My dissertation engages with a lot of different sources, and there are many others that I could not fit in. I’m happy to share sources with those interested, and I will link to my dissertation here when it has been published by the University. But if I had to pick just five resources that might help people think about silences and absences differently—and which you could access free through most public libraries, or buy for under $30 without being an academic—these might be:
(all links open in a new tab)
- Audre Lorde’s book The Cancer Journals. Penguin’s product page includes an excerpt on their website (click the button under the book’s cover photo): https://www.penguinrandomhouse.com/books/623541/the-cancer-journals-by-audre-lorde-foreword-by-tracy-k-smith. I think that excerpt is better understood in the fuller context of the rest of her book.

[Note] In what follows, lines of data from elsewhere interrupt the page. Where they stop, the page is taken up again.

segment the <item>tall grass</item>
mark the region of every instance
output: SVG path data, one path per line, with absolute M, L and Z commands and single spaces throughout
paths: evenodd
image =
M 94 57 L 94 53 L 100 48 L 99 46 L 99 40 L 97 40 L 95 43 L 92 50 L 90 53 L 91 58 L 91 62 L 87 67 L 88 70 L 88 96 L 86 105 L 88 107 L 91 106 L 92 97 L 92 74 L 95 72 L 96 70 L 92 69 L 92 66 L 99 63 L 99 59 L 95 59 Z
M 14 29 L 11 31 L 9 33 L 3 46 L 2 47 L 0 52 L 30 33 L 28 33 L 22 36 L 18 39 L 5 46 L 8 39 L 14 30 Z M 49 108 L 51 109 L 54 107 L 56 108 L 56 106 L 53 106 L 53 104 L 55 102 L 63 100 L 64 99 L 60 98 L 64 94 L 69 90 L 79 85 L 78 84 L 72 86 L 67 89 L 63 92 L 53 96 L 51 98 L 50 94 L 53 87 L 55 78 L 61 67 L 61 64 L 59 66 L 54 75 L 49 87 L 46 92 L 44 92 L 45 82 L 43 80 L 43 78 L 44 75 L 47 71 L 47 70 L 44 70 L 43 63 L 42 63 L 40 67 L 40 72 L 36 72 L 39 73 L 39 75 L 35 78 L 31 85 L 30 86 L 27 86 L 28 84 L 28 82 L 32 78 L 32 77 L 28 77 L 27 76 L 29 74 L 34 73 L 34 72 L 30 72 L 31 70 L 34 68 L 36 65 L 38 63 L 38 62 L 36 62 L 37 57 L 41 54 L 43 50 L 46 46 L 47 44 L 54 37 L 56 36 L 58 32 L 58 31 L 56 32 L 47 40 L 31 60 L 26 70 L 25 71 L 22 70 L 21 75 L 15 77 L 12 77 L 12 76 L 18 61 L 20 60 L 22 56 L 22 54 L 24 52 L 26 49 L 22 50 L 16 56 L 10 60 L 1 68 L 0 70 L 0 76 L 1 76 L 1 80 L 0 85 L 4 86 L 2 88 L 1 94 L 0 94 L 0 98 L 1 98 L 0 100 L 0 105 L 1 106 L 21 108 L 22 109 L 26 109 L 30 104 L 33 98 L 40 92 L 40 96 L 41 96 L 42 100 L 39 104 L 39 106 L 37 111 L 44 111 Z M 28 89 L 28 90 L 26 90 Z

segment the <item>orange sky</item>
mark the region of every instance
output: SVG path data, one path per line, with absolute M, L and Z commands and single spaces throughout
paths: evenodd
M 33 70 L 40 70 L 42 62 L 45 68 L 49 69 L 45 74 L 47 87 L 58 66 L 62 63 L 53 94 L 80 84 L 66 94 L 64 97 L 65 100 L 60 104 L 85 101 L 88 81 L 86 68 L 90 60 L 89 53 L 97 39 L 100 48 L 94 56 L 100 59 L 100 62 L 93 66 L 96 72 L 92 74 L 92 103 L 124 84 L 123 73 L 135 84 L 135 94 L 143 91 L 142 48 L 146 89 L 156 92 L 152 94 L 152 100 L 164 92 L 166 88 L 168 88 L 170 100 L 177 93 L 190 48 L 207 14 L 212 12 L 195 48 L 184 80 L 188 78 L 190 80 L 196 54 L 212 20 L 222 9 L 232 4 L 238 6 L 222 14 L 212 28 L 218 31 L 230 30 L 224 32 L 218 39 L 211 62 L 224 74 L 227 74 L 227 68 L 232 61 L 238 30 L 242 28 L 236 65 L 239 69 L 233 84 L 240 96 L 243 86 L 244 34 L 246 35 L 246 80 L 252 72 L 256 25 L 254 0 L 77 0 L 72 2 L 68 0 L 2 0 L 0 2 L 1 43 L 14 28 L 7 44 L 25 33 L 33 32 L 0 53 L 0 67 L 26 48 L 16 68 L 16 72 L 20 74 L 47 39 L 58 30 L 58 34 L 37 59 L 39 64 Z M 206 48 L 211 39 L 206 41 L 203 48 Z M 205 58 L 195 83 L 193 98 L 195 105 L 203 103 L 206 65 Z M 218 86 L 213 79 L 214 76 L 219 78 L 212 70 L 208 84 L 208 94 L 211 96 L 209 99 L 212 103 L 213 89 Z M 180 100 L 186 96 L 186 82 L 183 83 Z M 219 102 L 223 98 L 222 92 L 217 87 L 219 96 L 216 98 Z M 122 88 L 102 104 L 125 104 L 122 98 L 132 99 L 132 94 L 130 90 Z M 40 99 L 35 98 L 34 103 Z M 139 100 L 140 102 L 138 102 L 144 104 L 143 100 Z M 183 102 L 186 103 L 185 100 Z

- Christine Sun Kim’s artwork, especially but not only her Voices series, The Sound of... series, and Game of Skill. You can access some of her works and interviews by clicking through the links on her website: https://christinesunkim.com. Some videos of Kim’s exhibits are also available through Vimeo: https://vimeo.com/csk.
- J. Logan Smilge’s book Queer Silence: On Disability and Rhetorical Absence. You can learn more on their website, with links for purchasing: https://jlsmilges.weebly.com/queer-silence.html. Smilges has also appeared on a few podcasts about the book, which you can access for free if you search their name through your podcast provider.
- T Fleischmann’s essay/book Time is the Thing a Body Moves Through. You can learn more on the publisher’s website: https://coffeehousepress.org/products/time-is-the-thing-a-body-moves-through. You can see part of that book excerpted here for free: https://www.musicandliterature.org/features/2019/5/22/time-is-the-thing-a-body-moves-through-by-t-fleischmann-excerpt.
- The Anonymously published patient narrative “As Ice is to Water.” This is published as a free, open access article through the journal Narrative Inquiry in Bioethics: https://muse.jhu.edu/pub/1/article/702248. See below for some content notes: this one can be an especially difficult read.
Content notes: It is difficult to cover content notes for all the above, especially since I do not know you or your needs and the books especially cover a lot of ground. I recommend reading book reviews and author interviews for a gist of the books’ contents. The shorter article “As Ice is to Water” can be harder to prepare for (since it does not have book reviews, interviews, or even an introduction or abstract), so I will note that it directly mentions: attempted murder, sexual assault, suicide, medical abuse (especially psychiatric abuse), and experiences with anxiety and PTSD.